The unicorn founders, VCs and even policymakers may question the need for proactive governance and scrutiny when they are starting up and successful in terms of employment generation, contribution to economic growth and so on. But the fact is, their failures can cause massive disruption in the society, economy and personal lives. Assess the impact of recent mass layoffs at Twitter and Meta on society and economy in different geographies.
Startups need not have fullstrength boards and the founders themselves could be the directors with rotational chair roles. It does not really matter who the
designated chair is. Yes, these boards may not have much diversity, inclusion, or wider expertise in areas other than the uniform tech skills they share. Scaling up skills, governance, human capital, systems and processes and such will be largely absent. There will be fewer executive directors in startups-on-steroid in comparison to other established companies. Most startups also don’t have a clue on board committees. Clearly, regulatory dynamics, oversight and audit aren’t the priorities for such boards – Managing growth and scaling up are. Not surprisingly, a recent survey found board and governance at 49th in the top 100 things founders lose sleep on.
While deep-pocketed investors demand a board role in the startups, they are unable to invest enough time for governance. The misalignment between funders and founders needs governance.
Unicorn boards must evaluate a few things to steer the shift from valuation to value creation. Check how the equity and voting rights are vested, and how it affects the governance issues in the growth phase. At what point should independent directors be invited in – too many internal directors create tunnel vision and external expertise may be needed at some point. Should the chair be the founder/CEO or should the roles be separated? Should the board size be increased at the growth stage itself or at the preIPO stage? With a billion dollar valuation, audit, compensation, and nomination committees must be constituted.
Investors will also have to think how to upskill the founders who may be young and/or have no experience with board roles, and decide how to balance this with their key expertise so needed for creating value. On their part, the founders must imbibe the value of driving purposeful growth and not take IPO as the be-all and end-all. Governance will involve a lot of paperwork for which few founders will have the stomach.

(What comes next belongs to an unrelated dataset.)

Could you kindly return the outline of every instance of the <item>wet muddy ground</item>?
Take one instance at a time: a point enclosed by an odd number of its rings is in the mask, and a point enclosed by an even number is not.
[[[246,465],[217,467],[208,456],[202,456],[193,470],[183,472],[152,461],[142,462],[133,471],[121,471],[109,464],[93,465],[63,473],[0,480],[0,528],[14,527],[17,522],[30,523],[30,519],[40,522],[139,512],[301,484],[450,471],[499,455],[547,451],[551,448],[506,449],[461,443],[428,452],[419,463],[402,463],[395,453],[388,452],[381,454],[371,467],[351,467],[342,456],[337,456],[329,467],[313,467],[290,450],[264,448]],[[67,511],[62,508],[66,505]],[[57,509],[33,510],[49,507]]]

Having certain control systems will help in growing professionally, and can attract the right kind of investors at different growth stages. Another critical governance issue is the discipline of distributing shares and options. Have a clearly articulated document on allocation that can help prompt investor decisions.
Creating the right governance for value creation will benefit both economic and social outcomes but doing it without killing innovation and entrepreneurship will be key to driving win-win all around.